Usurping TIGIT and CD73 activities with responsive, genetically-engineered NK cells as immunotherapy for glioblastoma

利用反应性基因工程 NK 细胞取代 TIGIT 和 CD73 活性作为胶质母细胞瘤的免疫疗法

• 批准号: 10318207
• 负责人: Sandro Matosevic
• 金额: $ 20.78万
• 依托单位: PURDUE UNIVERSITY
• 依托单位国家: 美国
• 财政年份: 2020
• 资助国家: 美国
• 起止时间: 2020-12-11 至 2023-11-30
• 项目状态: 已结题
• 来源: https://reporter.nih.gov/project-details/10318207
• 关键词: Ablation; Adenosine; Adoptive Cell Transfers; Adoptive Transfer; Allogenic; Antibodies; Antitumor Response; Architecture; Binding; Blood - brain barrier anatomy; Brain Neoplasms; Caring; Cells; Clinical; Clinical Treatment; Cytolysis; Data; Development; Diagnosis; Disease; Effector Cell; Engineered Gene; Engineering; Functional disorder; Generations; Genetic Engineering; Glioblastoma; Goals; Growth; Human; Human Engineering; Hypoxia; Immunoglobulin Fragments; Immunosuppression; Immunotherapeutic agent; Immunotherapy; Impairment; In Vitro; Infiltration; Ligands; Malignant neoplasm of brain; Mediating; Modality; Natural Killer Cells; Output; Pathogenesis; Pathology; Patients; Phenotype; Route; Safety; Signal Transduction; Stimulus; System; T-Lymphocyte; Toxic effect; Translating; Translations; Tumor Immunity; Ursidae Family; Work; Xenograft procedure; anaerobic glycolysis; base; chemokine; chimeric antigen receptor; clinical translation; cytokine; cytotoxicity; engineered NK cell; extracellular; genetic element; improved; in vivo; innovation; notch protein; novel; overexpression; poliovirus receptor; prognostic value; programs; receptor; recruit; response; synergism; trafficking; tumor; tumor hypoxia; tumor microenvironment

SUMMARY Glioblastoma (GBM) is an extremely aggressive brain cancer, with fewer than 5% of patients surviving to 5 years after diagnosis. The GBM microenvironment fuels its pathogenesis through the expression of CD155, which drives inhibition of NK cell effector functions via its ligand TIGIT, and the hypoxia-driven generation of adenosine from ectoenzyme CD73. Adenosine, in turns, impairs the anti-tumor function of natural killer (NK) cells. As a result, GBM immunotherapies with adoptively-transferred NK cells can be subject to severe immunosuppression. In order to improve the treatment of GBM, this proposal describes the development of a novel immunotherapy with NK cells engineered to co-target, in a responsive manner, the inhibitory functions of TIGIT and CD73. We propose to do so by engaging synthetic notch signaling to usurp TIGIT binding on NK cells and trigger the local release of CD73 antibody fragments.

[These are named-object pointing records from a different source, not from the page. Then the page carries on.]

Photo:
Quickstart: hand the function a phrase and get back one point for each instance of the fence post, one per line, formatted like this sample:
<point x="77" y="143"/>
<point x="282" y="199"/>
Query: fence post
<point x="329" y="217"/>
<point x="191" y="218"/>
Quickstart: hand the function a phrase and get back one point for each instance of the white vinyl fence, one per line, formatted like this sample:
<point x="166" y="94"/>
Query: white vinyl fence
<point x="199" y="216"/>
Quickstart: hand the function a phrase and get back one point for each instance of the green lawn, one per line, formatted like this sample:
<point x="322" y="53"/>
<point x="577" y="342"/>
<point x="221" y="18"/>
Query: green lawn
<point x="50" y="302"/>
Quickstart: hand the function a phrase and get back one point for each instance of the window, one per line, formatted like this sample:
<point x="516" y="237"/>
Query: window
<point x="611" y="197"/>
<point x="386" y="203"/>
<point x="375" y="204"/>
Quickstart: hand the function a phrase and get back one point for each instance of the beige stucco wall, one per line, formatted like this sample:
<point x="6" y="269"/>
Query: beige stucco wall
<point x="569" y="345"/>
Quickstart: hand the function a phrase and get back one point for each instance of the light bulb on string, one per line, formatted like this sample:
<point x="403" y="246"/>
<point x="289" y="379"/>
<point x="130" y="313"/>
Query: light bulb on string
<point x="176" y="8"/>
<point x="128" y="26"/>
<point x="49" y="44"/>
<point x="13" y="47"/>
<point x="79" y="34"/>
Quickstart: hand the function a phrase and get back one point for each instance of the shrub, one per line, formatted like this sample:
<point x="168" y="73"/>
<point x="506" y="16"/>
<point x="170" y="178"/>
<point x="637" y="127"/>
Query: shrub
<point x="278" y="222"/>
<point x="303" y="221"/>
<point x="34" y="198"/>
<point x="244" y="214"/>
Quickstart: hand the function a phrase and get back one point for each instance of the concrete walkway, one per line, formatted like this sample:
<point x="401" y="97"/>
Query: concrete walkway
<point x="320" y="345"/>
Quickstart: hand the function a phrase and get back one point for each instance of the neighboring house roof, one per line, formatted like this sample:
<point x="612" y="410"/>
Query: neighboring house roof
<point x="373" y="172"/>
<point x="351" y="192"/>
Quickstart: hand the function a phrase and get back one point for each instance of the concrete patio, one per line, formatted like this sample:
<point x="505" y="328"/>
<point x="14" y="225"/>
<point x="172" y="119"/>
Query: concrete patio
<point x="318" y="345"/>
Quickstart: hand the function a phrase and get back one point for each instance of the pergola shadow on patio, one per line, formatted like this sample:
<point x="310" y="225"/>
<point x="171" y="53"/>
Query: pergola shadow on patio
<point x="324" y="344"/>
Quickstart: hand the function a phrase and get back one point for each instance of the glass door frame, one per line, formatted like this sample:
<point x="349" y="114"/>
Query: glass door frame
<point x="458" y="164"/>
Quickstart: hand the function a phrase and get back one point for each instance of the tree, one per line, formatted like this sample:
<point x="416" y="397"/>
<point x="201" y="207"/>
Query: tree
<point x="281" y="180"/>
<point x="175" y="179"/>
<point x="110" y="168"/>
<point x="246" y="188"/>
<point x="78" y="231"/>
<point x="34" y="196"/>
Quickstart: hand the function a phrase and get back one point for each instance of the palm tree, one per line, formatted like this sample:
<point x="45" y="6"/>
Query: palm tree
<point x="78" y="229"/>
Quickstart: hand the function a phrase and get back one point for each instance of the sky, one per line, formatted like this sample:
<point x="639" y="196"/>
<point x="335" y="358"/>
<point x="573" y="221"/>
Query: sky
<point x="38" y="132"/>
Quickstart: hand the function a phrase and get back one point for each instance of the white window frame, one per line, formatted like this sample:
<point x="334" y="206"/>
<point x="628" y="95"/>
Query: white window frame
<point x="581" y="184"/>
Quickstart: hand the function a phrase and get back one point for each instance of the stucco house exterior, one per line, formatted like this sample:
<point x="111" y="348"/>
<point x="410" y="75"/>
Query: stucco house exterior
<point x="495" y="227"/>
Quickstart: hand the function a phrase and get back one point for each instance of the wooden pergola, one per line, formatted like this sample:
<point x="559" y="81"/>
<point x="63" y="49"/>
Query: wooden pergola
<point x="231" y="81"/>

We will characterize the anti-tumor function and GBM infiltration of these cells in orthotopic GBM xenografts and make a case for the use of these allogeneic engineered cells as a safe, powerful immunotherapeutic modality. The highly translational project proposes to develop curative new immunotherapies for GBM which have the potential to be be translated into effective clinical treatments in humans.

总结 胶质母细胞瘤（GBM）是一种极具侵袭性的脑癌，只有不到5%的患者存活至 诊断后5年。GBM微环境通过表达CD 155， 其通过其配体TIGIT驱动NK细胞效应子功能的抑制，以及低氧驱动的 腺苷来自胞外酶CD73。腺苷反过来削弱自然杀伤细胞（NK）的抗肿瘤功能 细胞因此，采用过继转移NK细胞的GBM免疫疗法可能会受到严重的影响 免疫抑制为了改善GBM的治疗，该提案描述了一种 使用NK细胞的新型免疫疗法，所述NK细胞经工程改造以响应性方式共同靶向以下抑制功能： TIGIT和CD73。我们建议通过参与合成notch信号传导以篡夺NK细胞上的TIGIT结合来实现这一点。 并触发CD73抗体片段的局部释放。我们将描述抗肿瘤功能和GBM 这些细胞在原位GBM异种移植物中的浸润，并为使用这些同种异体 工程细胞作为一种安全，强大的免疫方式。这个高度平移的项目提出， 开发治疗GBM的新免疫疗法，这些疗法有可能转化为有效的临床治疗。 人类的治疗。